Mais les invertébrés ne sont pas les seuls à bénéficier de cet habitat unique. Les carbonates fournissent également un abri et de la nourriture à de nombreuses espèces de poissons, y compris des espèces économiquement importantes comme le lieu noir et des poissons de fond tels que le loup tacheté, le cabillaud, le bécasseau à quatre barbes et le sébaste du genre Sebastes.

« Le sébaste, par exemple, figure sur la liste rouge et nous ne connaissons pas les conséquences de sa disparition. Borealis est une oasis où différentes espèces peuvent prospérer et s’épanouir », explique Giuliana Panieri, professeur de géologie à la faculté des sciences de la terre de l’UiT et auteur principal de l’étude, dans un communiqué de presse de l’université.

« La préservation d’écosystèmes tels que le volcan de boue Borealis est donc essentielle au maintien de la biodiversité et à la compréhension des interactions entre la géologie, la géochimie et la biologie dans les environnements marins. Nous avons besoin de cette compréhension, notamment parce que les fonds marins de l’Arctique jouent un rôle important dans les activités d’extraction de pétrole et de gaz et dans l’industrie minière émergente en eaux profondes ».

La découverte de Borealis en mai 2023. Vidéo : REV Océan

Fuite de méthane pendant des milliers d’années

Outre cette biodiversité étonnamment élevée, les chercheurs ont réalisé d’autres observations détaillées lors de leur expédition à bord du navire de recherche Kronprins Haakon en mai 2024.

L’une des découvertes les plus marquantes : Les températures à cette profondeur sont normalement de l’ordre de 4 °C, mais Borealis réchauffe son environnement jusqu’à 11,5 °C.

Ce qui est particulièrement fascinant, cependant, c’est que le volcan ne se contente pas de cracher de la boue, mais qu’il libère continuellement des fluides riches en méthane à partir de petits cônes de boue – un processus qui dure probablement depuis des milliers d’années, comme l’indiquent les vastes dépôts de carbonate.
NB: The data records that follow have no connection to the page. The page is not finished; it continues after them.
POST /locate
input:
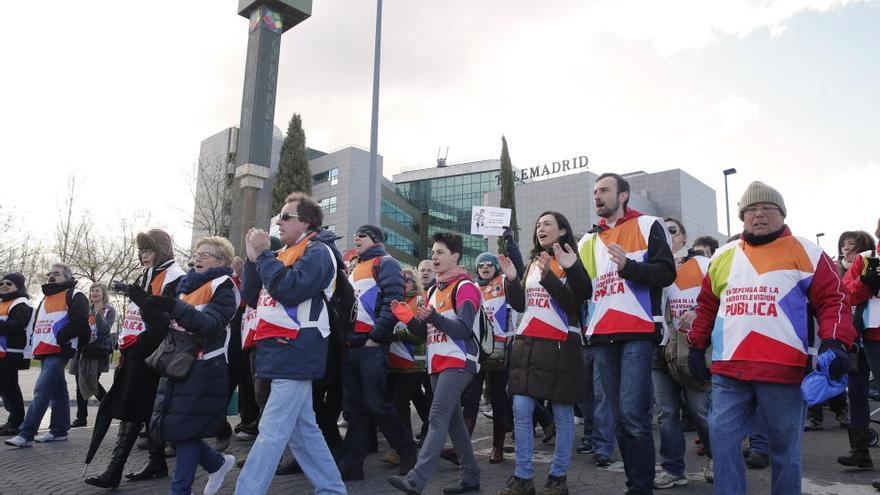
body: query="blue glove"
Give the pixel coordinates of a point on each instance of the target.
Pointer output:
(840, 365)
(697, 364)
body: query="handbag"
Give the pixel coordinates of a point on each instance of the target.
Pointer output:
(170, 361)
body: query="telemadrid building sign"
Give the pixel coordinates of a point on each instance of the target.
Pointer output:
(551, 169)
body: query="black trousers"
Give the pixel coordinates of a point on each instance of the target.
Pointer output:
(10, 391)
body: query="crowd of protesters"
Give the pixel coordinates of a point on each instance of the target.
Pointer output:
(629, 323)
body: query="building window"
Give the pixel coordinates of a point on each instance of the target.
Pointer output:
(328, 204)
(331, 176)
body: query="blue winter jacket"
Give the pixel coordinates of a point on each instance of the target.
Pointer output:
(390, 281)
(305, 357)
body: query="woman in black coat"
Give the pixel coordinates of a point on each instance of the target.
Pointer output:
(546, 361)
(194, 407)
(130, 398)
(15, 314)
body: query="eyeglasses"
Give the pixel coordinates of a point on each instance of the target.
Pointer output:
(761, 209)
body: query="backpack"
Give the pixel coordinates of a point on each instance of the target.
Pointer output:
(489, 356)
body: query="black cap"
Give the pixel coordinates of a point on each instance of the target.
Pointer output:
(374, 233)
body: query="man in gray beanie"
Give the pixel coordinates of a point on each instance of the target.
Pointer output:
(756, 295)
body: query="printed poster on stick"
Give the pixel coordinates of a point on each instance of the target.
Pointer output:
(489, 220)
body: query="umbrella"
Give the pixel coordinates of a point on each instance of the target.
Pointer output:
(103, 418)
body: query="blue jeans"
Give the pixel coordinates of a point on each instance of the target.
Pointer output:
(758, 434)
(735, 404)
(626, 379)
(190, 455)
(51, 387)
(289, 419)
(668, 394)
(598, 417)
(859, 408)
(563, 417)
(364, 396)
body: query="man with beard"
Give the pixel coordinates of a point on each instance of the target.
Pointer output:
(629, 261)
(754, 305)
(62, 319)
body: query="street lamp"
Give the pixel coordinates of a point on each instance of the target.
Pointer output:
(727, 172)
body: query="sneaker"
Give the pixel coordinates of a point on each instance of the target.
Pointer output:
(556, 485)
(245, 436)
(668, 480)
(757, 460)
(19, 441)
(49, 437)
(215, 479)
(811, 424)
(585, 448)
(601, 460)
(518, 486)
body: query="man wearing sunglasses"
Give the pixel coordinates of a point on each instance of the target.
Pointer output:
(753, 305)
(62, 319)
(377, 280)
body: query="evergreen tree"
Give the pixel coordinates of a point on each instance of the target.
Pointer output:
(508, 196)
(293, 168)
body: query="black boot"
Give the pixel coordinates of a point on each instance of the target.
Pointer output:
(156, 467)
(125, 441)
(859, 457)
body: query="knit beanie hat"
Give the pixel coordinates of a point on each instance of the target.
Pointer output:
(758, 192)
(374, 233)
(159, 241)
(17, 279)
(487, 256)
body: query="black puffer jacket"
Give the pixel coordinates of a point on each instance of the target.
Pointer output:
(550, 369)
(196, 406)
(134, 383)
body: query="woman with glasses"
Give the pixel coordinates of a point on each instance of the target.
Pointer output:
(194, 407)
(93, 358)
(406, 363)
(130, 398)
(546, 361)
(15, 315)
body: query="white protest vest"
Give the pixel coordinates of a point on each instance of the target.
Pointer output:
(133, 324)
(5, 309)
(200, 298)
(543, 318)
(248, 328)
(50, 319)
(444, 352)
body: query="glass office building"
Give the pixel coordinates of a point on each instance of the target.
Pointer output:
(444, 196)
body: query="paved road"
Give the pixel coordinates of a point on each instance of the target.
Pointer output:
(55, 468)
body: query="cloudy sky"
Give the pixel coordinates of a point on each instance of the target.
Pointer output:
(120, 94)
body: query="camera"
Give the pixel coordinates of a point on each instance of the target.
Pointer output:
(119, 287)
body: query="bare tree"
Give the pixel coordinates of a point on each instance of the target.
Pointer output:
(94, 254)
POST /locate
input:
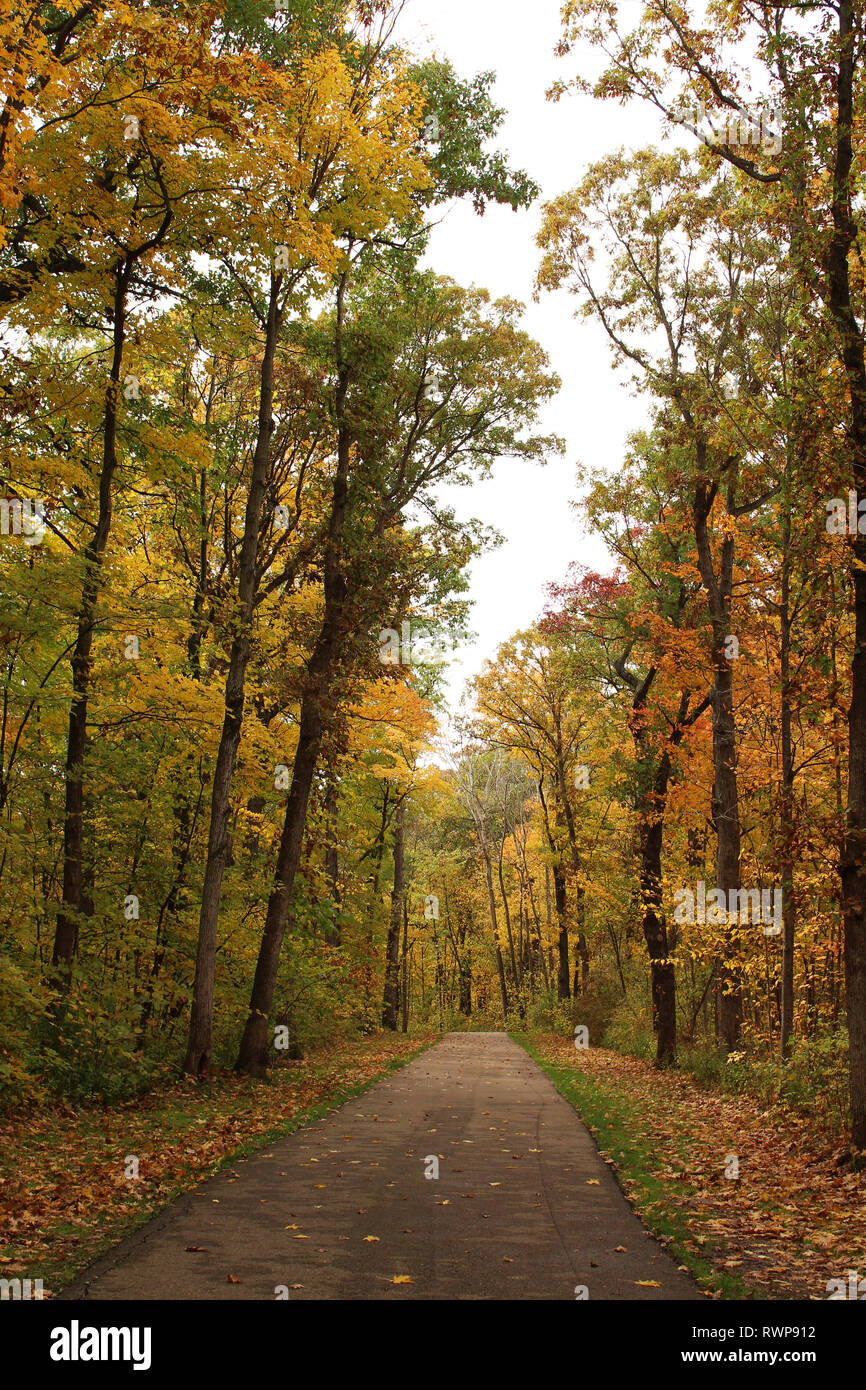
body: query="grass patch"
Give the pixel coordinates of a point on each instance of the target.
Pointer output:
(616, 1122)
(63, 1182)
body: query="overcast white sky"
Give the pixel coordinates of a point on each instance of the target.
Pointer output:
(594, 412)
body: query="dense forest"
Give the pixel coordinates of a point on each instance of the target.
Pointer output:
(237, 815)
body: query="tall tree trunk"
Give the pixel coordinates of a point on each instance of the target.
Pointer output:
(724, 747)
(332, 859)
(787, 799)
(202, 1015)
(314, 715)
(563, 982)
(72, 904)
(405, 965)
(391, 995)
(850, 338)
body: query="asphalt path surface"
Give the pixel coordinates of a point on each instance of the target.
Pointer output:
(349, 1207)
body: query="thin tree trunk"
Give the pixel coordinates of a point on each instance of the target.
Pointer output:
(202, 1015)
(391, 995)
(71, 909)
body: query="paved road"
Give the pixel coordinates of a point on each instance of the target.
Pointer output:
(523, 1205)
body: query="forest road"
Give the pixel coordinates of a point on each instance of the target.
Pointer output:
(523, 1207)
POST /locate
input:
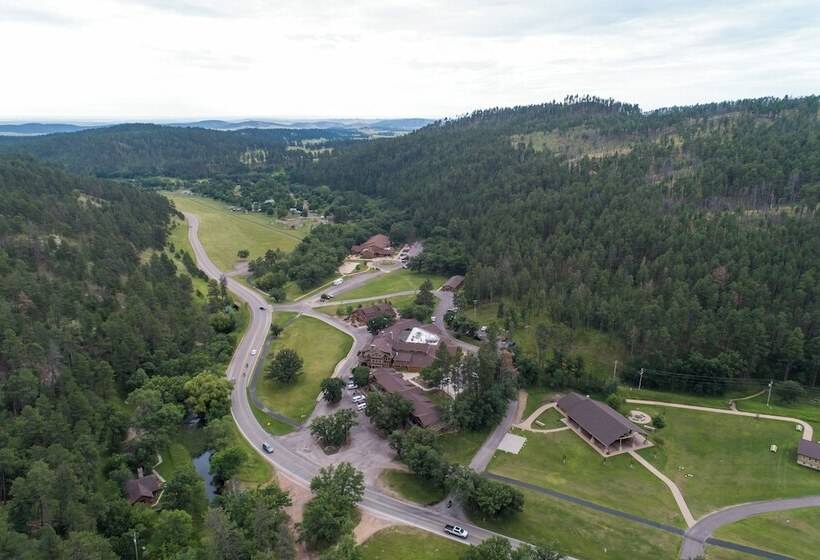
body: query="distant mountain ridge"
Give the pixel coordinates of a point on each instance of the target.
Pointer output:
(371, 127)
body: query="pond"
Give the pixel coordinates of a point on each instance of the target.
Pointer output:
(202, 465)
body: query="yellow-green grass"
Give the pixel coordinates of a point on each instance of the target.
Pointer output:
(398, 281)
(536, 396)
(406, 543)
(460, 447)
(582, 532)
(412, 487)
(794, 533)
(223, 233)
(271, 425)
(562, 461)
(549, 419)
(728, 457)
(321, 347)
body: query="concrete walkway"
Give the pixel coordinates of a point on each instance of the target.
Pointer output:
(808, 431)
(676, 493)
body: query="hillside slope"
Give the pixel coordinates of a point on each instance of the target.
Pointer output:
(691, 233)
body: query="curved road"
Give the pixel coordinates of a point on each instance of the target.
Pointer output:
(287, 462)
(697, 535)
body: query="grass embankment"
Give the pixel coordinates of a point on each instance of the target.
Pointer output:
(460, 447)
(728, 458)
(561, 461)
(188, 443)
(412, 487)
(223, 232)
(793, 533)
(392, 282)
(582, 532)
(405, 543)
(321, 346)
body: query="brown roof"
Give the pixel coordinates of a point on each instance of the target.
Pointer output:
(378, 241)
(454, 282)
(809, 449)
(423, 409)
(376, 311)
(142, 488)
(604, 423)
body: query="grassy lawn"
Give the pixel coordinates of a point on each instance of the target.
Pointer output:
(536, 396)
(224, 232)
(412, 488)
(459, 447)
(561, 461)
(406, 543)
(584, 533)
(729, 458)
(321, 347)
(793, 533)
(398, 281)
(549, 419)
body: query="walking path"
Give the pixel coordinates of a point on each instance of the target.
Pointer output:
(808, 431)
(676, 493)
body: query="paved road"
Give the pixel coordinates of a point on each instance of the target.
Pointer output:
(701, 532)
(287, 461)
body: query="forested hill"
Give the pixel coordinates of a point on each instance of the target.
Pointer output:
(132, 150)
(101, 358)
(691, 233)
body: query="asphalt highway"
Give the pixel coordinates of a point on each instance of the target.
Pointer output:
(289, 462)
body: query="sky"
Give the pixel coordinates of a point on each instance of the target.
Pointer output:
(84, 60)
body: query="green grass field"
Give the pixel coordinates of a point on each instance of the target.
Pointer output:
(459, 447)
(728, 457)
(411, 487)
(793, 533)
(223, 232)
(398, 281)
(405, 543)
(321, 347)
(561, 461)
(584, 533)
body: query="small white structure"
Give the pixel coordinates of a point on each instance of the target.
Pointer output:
(420, 336)
(512, 443)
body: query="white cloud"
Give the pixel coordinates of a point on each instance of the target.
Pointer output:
(152, 59)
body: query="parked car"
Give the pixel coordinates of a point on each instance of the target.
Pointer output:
(457, 531)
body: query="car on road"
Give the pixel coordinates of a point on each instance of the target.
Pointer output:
(456, 531)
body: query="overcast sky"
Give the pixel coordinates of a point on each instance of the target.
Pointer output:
(155, 59)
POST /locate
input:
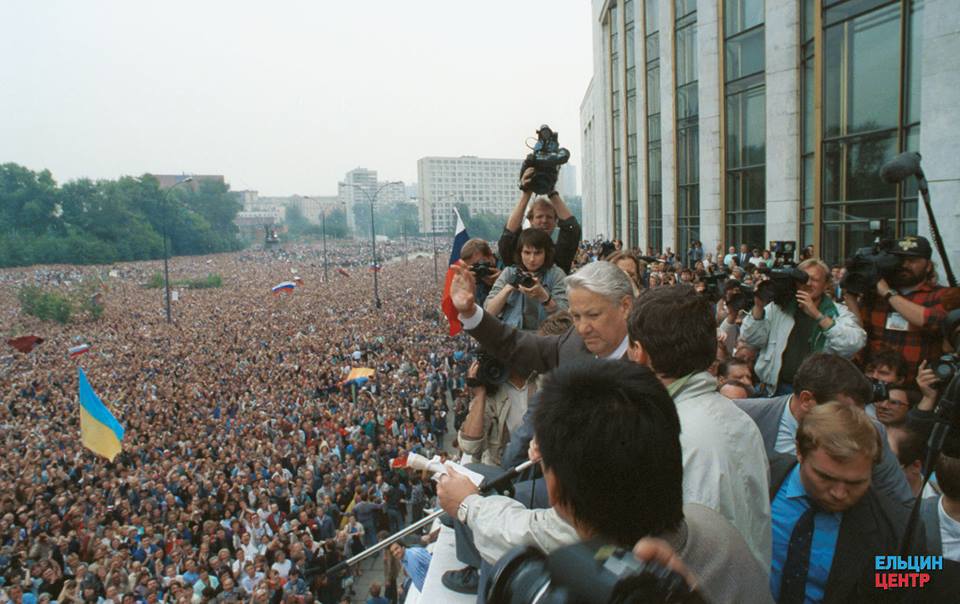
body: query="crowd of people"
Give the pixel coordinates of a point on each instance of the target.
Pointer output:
(247, 469)
(767, 410)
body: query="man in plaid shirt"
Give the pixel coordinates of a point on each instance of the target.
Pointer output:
(907, 314)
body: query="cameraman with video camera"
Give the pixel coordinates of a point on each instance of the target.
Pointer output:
(905, 312)
(545, 214)
(785, 332)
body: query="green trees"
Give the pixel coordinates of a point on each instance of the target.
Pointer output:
(87, 222)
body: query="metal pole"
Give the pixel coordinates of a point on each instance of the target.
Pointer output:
(436, 272)
(373, 243)
(323, 221)
(166, 268)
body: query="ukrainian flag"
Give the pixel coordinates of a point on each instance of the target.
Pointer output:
(99, 429)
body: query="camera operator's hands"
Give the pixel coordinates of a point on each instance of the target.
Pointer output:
(463, 289)
(453, 488)
(807, 305)
(926, 382)
(525, 179)
(537, 292)
(651, 549)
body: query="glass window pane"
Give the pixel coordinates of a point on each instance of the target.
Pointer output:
(914, 46)
(651, 16)
(851, 168)
(862, 72)
(741, 14)
(744, 55)
(653, 90)
(653, 47)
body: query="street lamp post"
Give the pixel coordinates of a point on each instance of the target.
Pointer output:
(323, 220)
(166, 267)
(373, 237)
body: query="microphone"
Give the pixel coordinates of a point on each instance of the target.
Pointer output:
(901, 167)
(420, 463)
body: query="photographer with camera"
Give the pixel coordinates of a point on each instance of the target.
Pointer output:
(476, 254)
(785, 332)
(545, 214)
(526, 293)
(904, 309)
(612, 482)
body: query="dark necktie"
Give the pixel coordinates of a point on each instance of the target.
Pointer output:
(797, 564)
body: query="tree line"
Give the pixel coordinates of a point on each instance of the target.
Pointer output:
(105, 221)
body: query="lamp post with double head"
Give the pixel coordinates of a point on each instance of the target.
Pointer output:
(166, 267)
(373, 236)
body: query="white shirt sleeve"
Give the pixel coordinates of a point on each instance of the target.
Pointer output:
(501, 523)
(473, 321)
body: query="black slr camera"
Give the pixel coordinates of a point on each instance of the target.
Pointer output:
(482, 270)
(584, 574)
(491, 372)
(546, 159)
(523, 279)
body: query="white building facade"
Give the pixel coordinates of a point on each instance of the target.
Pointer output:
(752, 121)
(485, 185)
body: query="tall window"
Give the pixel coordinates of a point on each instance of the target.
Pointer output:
(807, 124)
(613, 25)
(633, 198)
(745, 111)
(654, 185)
(688, 131)
(870, 113)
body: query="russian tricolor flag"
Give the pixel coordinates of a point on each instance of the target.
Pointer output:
(286, 286)
(76, 351)
(460, 238)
« Le volcan de boue Borealis est un phénomène géologique et écologique unique qui donne un aperçu rare des interactions complexes entre les processus géologiques et les écosystèmes marins. Il est important de préserver ces habitats uniques, qui jouent un rôle crucial dans le maintien de la biodiversité marine », déclare M. Panieri.

Protéger les grands fonds marins

Les nouvelles découvertes n’ont pas seulement une importance scientifique, elles ont aussi des implications pour la protection des grands fonds marins. Dans le cadre de l’objectif 30×30 des Nations unies, la Norvège s’est engagée à protéger au moins 30 % de ses zones terrestres et maritimes d’ici à 2030. Les grands fonds marins situés le long de la marge continentale norvégienne, en particulier, pourraient bénéficier de ces mesures de protection.

L’une des menaces potentielles pour les zones d’eaux profondes encore largement inexplorées est l’exploitation industrielle croissante des fonds marins, notamment par l’extraction de pétrole et de gaz et l’émergence de l’exploitation minière en eaux profondes. « La gestion responsable des ressources minérales et biologiques marines est primordiale pour le développement durable et la gestion de l’environnement dans la région arctique », soulignent les auteurs dans leur étude.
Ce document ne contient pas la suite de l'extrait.